Agora, no último dia de aula, após tantas apostilas, questões e palestras, ei-los diante de mim. Menos de dez, eles que já foram quarenta. Idades entre 18 e 45 anos. Não os verei mais juntos, talvez não torne a vê-los jamais. Do extenso programa exigido pelas provas, menos de um terço pôde ser cumprido com o tempo disponível. E foi tão rápido! Quase dez meses entre a crise do século XIV e a Revolução Industrial. Pouco, comparado à necessidade deles, mas o possível. Penso num relance se não poderia ter aproveitado melhor o tempo, dado este texto e não aquele, sido mais conciso neste ou naquele tópico, enfatizado mais determinado tema. Agora não importa mais. Os terrores da maior parte das provas já faz parte do passado, resta aguardar as que faltam e esperar com ânsia a sentença final: eles no vestibular, eu no mestrado. De certo modo, somos irmãos na luta surda contra um obstáculo implacável e necessário.

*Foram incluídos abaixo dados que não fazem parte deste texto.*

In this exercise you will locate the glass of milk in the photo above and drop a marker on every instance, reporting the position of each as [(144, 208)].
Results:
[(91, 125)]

Comentamos a prova mais recente, procuro tirar suas dúvidas sobre temas variados. Duas garotas admitem que não foram bem, e em meu íntimo eu lamento... por elas e pela pouca surpresa com que ouço sua confidência. Quisera ouvir palavras confiantes e brados de entusiasmo, mas eles não vêm. Meus alunos, mesmo quando brincam e sorriem, sabem que nada está garantido, parecem mesmo não se permitir muito otimismo. Apenas o melhor aluno da turma, um gari que já é um senhor, parece mais alegre. Diz que, se não passar, não retornará ao curso, por causa dos sacrifícios que teve de fazer no emprego para assistir às aulas. Pergunto se isso significa a desistência de ir para a faculdade (aliás, de História). Responde que estudará sozinho, e à minha maneira eu o abençôo, tocado por sua tenacidade.
Os minutos correm céleres e chega a hora de partir. O professor seguinte aguarda lá fora. Percebo que não ensaiei nada, nem um mísero discurso de despedida. Hora de improvisar. Saem algumas palavras sobre perseverança, manutenção de ânimo e vontade, algumas frases de prudência e consolo antecipado para o caso de ser preciso tentar outra vez, um agradecimento pela atenção dispensada ao longo dos meses para um professor novato.
Aplausos. Um aperto de mão. Fim.
Um comentário:
Imaginava algo assim para ti quando falaste de aulas fora da faculdade... um pré-vestibular para pessoas com acesso mais limitado aos cursinhos. :) Um sorriso largo se estampa em meu rosto. Ele também? E ele conseguiu tornar real sua vontade... cabe a mim também seguir com ela, ainda que não seja vista com bons olhos por muitos.
Um aperto de mão, como digo a um amigo, eis a demonstração de afeto mais fugaz e mais permanente, se as mãos se enlaçam com verdade.